Secondary infertility treatment in men
1) Microbiology tests
2) Sperm culture
3) Endocrine tests
4) Imaging of the urogenital tract
5) Testicular biopsy
Assisted pregnancy techniques
- IUI- intrauterine insemination
- In vitro fertilisation
- ICSI= Intra-cytoplasmic sperm injection
- In females Gonadotrophins or Clomiphene citrate to induce ovulation
- Pro-nuclear transfer: 3 parents baby, done if the mother is carrying a mitochondrial disease
Utero-vagina prolapse
Due to weakening and lengthening of the ligaments and muscles surrounding the uterus, rectum and bladder
Types of prolapse
- Uterine: when the uterus descends into the vagina
- Vault: in women that have a hysterectomy and no longer have a uterus, the top of the vagina (the vault) descends into the vagina
- Rectocele: defects in the posterior vaginal wall which cause the rectum to prolapse forwards into the vagina, associated with constipation
- Cystocele: defects in the anterior vaginal wall, causing the bladder to prolapse backwards into the vagina. Prolapse of the urethra is also possible (urethrocele). Prolapse of both bladder and urethra I called cystourethrocele
Prolapse- risk factors
- Multiple vaginal deliveries
- Instrumental, prolonged or traumatic delivery
- Advanced age, postmenopausal
- Obesity
- Chronic respiratory disease causing coughing
- Chronic constipation
Prolapse- symptoms
- A feeling of “something coming down” in the vagina
- A dragging or heavy sensation in the pelvis
- Urinary symptoms, such as incontinence, urgency, frequency, weak stream and retention
- Bowel symptoms, such as constipation, incontinence and urgency
- Sexual dysfunction, such as pain, altered sensation and reduced enjoyment
Grading using the pelvic organ prolapse quantification
- Grade 0: Normal
- Grade 1: The lowest part is more than 1cm above the introitus
- Grade 2: The lowest part is within 1cm of the introitus (above or below)

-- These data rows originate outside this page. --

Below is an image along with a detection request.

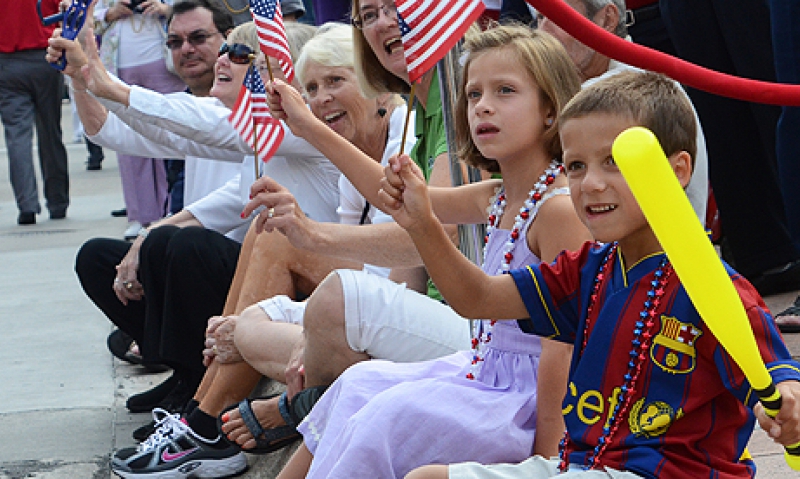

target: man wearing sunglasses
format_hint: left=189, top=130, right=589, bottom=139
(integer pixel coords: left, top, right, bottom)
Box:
left=65, top=0, right=246, bottom=420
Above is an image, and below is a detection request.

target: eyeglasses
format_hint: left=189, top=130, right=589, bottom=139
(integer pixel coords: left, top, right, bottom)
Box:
left=166, top=30, right=219, bottom=50
left=351, top=2, right=397, bottom=30
left=219, top=43, right=256, bottom=65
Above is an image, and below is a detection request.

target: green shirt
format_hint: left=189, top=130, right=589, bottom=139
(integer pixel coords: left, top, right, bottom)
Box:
left=409, top=72, right=447, bottom=180
left=409, top=72, right=447, bottom=301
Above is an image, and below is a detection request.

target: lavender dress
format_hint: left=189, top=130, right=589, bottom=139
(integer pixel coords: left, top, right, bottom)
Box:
left=298, top=189, right=565, bottom=479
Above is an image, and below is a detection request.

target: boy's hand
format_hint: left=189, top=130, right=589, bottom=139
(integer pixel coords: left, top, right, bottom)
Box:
left=753, top=381, right=800, bottom=446
left=378, top=155, right=433, bottom=231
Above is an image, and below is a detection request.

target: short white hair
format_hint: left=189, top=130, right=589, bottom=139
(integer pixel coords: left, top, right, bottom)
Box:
left=295, top=23, right=355, bottom=83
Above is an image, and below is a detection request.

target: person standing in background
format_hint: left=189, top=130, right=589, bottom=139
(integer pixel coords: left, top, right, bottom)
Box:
left=0, top=0, right=69, bottom=225
left=659, top=0, right=800, bottom=296
left=94, top=0, right=186, bottom=240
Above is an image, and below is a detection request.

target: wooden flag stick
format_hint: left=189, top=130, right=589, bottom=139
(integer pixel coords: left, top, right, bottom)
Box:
left=397, top=83, right=417, bottom=156
left=250, top=61, right=262, bottom=179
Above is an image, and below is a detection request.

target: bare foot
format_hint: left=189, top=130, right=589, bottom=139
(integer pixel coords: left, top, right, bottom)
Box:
left=222, top=396, right=286, bottom=450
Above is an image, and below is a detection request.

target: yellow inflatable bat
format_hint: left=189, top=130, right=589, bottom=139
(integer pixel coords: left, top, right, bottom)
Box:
left=611, top=127, right=800, bottom=470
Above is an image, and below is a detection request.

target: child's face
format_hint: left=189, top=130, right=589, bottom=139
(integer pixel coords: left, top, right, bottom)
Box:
left=465, top=50, right=553, bottom=165
left=561, top=113, right=660, bottom=261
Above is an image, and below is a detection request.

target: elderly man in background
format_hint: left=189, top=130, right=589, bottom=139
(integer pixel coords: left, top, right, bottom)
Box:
left=0, top=0, right=69, bottom=225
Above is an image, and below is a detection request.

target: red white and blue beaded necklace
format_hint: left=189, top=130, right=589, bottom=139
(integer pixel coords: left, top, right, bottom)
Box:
left=467, top=160, right=564, bottom=379
left=558, top=243, right=673, bottom=472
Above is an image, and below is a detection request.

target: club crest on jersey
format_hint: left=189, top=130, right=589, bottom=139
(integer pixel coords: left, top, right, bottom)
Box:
left=650, top=316, right=703, bottom=374
left=628, top=398, right=683, bottom=438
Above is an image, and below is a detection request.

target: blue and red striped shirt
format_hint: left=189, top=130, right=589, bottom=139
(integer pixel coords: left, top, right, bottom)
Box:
left=511, top=243, right=800, bottom=479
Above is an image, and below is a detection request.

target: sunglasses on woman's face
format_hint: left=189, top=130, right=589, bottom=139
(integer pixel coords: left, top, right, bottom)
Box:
left=219, top=43, right=256, bottom=65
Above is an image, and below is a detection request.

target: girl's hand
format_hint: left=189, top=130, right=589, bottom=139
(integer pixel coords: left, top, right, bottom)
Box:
left=378, top=155, right=434, bottom=232
left=753, top=381, right=800, bottom=446
left=265, top=79, right=319, bottom=138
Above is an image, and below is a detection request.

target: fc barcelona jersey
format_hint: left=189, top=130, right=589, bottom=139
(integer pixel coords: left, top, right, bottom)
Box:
left=512, top=243, right=800, bottom=478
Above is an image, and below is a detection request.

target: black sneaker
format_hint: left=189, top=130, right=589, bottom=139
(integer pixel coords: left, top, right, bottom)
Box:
left=111, top=409, right=247, bottom=479
left=125, top=373, right=180, bottom=412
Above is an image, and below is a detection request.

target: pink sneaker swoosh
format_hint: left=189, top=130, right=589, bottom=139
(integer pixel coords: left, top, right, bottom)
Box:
left=161, top=447, right=199, bottom=462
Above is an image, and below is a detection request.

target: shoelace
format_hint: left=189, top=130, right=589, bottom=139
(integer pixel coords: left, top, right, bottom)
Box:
left=138, top=408, right=189, bottom=452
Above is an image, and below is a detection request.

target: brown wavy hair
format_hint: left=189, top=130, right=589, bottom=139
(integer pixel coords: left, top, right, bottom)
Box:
left=455, top=25, right=581, bottom=172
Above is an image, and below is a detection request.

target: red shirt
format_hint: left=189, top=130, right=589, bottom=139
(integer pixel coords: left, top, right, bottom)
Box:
left=0, top=0, right=59, bottom=53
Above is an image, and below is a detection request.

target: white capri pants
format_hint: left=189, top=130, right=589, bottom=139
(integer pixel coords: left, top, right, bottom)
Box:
left=447, top=456, right=642, bottom=479
left=258, top=269, right=470, bottom=362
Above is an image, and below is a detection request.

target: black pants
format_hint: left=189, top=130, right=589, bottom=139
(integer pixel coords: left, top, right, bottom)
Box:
left=660, top=0, right=798, bottom=276
left=75, top=226, right=241, bottom=376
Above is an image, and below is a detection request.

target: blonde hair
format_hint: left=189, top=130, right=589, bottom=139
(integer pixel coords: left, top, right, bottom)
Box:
left=225, top=22, right=259, bottom=54
left=295, top=22, right=403, bottom=106
left=350, top=0, right=411, bottom=98
left=560, top=71, right=697, bottom=163
left=455, top=25, right=581, bottom=172
left=284, top=22, right=317, bottom=62
left=295, top=23, right=354, bottom=83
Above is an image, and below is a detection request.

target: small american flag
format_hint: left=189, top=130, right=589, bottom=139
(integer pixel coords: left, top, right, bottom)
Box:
left=395, top=0, right=485, bottom=83
left=228, top=66, right=283, bottom=162
left=250, top=0, right=294, bottom=83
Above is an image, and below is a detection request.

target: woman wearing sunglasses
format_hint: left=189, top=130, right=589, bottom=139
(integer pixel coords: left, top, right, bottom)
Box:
left=50, top=17, right=434, bottom=477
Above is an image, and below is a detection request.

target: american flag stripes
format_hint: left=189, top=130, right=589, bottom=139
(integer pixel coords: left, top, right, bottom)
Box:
left=250, top=0, right=294, bottom=83
left=395, top=0, right=485, bottom=83
left=228, top=65, right=283, bottom=162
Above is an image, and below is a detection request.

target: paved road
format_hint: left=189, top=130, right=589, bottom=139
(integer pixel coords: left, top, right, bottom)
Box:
left=0, top=106, right=800, bottom=479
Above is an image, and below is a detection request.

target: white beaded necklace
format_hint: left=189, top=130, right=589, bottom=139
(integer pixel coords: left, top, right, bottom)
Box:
left=467, top=160, right=564, bottom=379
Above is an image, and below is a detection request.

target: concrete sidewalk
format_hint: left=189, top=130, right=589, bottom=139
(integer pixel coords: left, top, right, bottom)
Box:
left=0, top=105, right=800, bottom=479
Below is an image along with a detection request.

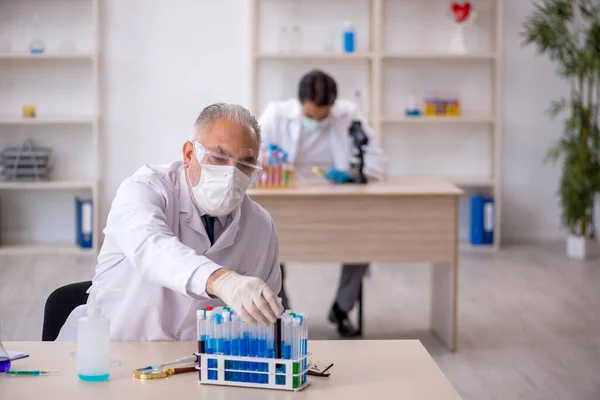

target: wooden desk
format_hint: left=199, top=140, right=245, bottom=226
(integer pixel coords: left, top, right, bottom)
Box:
left=0, top=340, right=460, bottom=400
left=248, top=178, right=464, bottom=351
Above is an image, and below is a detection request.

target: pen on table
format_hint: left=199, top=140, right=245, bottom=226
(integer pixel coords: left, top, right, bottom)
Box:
left=6, top=370, right=60, bottom=376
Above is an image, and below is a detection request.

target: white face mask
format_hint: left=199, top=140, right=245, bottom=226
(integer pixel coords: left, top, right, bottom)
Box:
left=192, top=164, right=251, bottom=217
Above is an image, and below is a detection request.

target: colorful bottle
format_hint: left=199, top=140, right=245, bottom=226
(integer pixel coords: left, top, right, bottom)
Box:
left=0, top=313, right=10, bottom=374
left=344, top=21, right=356, bottom=53
left=77, top=305, right=110, bottom=382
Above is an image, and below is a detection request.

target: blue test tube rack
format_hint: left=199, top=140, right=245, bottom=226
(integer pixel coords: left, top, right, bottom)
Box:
left=196, top=353, right=310, bottom=392
left=196, top=307, right=310, bottom=391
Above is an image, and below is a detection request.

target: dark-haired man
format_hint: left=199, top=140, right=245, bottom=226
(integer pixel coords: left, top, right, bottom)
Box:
left=259, top=70, right=385, bottom=337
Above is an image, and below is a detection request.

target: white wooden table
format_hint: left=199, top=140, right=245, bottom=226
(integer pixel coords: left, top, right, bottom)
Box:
left=0, top=340, right=460, bottom=400
left=248, top=178, right=464, bottom=351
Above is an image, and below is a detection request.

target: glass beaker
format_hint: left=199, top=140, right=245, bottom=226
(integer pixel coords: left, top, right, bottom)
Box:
left=0, top=310, right=10, bottom=374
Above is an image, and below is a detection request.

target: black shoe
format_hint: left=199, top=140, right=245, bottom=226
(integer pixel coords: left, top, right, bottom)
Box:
left=329, top=303, right=360, bottom=337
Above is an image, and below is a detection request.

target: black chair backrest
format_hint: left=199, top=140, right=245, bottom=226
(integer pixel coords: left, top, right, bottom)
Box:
left=42, top=281, right=92, bottom=342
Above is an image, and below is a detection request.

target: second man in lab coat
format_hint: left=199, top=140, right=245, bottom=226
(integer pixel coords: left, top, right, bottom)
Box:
left=259, top=70, right=385, bottom=337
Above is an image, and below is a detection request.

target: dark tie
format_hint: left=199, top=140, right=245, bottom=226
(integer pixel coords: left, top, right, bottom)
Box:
left=202, top=214, right=215, bottom=246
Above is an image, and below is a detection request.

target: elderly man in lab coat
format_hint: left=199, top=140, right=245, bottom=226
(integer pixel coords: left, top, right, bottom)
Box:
left=57, top=104, right=282, bottom=341
left=259, top=70, right=387, bottom=337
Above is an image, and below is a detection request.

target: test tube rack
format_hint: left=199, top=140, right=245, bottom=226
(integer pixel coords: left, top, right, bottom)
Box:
left=196, top=353, right=310, bottom=392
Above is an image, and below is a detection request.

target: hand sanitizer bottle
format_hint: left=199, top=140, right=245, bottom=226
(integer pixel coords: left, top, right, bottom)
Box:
left=77, top=305, right=110, bottom=382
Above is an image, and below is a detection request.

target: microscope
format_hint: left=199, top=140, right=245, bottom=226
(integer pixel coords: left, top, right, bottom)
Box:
left=348, top=120, right=369, bottom=183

*Grade 3: The lowest part is more than 1cm below the introitus, but not fully descended - Grade 4: Full descent with eversion of the vagina
Surgery for uterine prolapse
- Vaginal hysterectomy: traditional treatment, not often effective
- Hysteropexy, open or laproscopic: the uterus and cervix are attached to the sacrum using a bifurcated non-absorbable mesh
Vaginal vault prolapse treatment
1) Sacrocolpexy, which can be laproscopic or open, fixes the vault to the sacrum using a mesh. Complications include mesh erosion and haemorrhage.
2) Sacrospinous fixation is performed vaginally and suspends the vault to the sacrospinous ligament. Complications include nerve or vessel injury, infection and buttock pain. It is less effective but recovery is faster.
Vaginal wall prolapse
Anterior and posterior ‘repairs’ are used for the relevant prolapse but, as several prolapses may occur in one patient, these operations are often combined.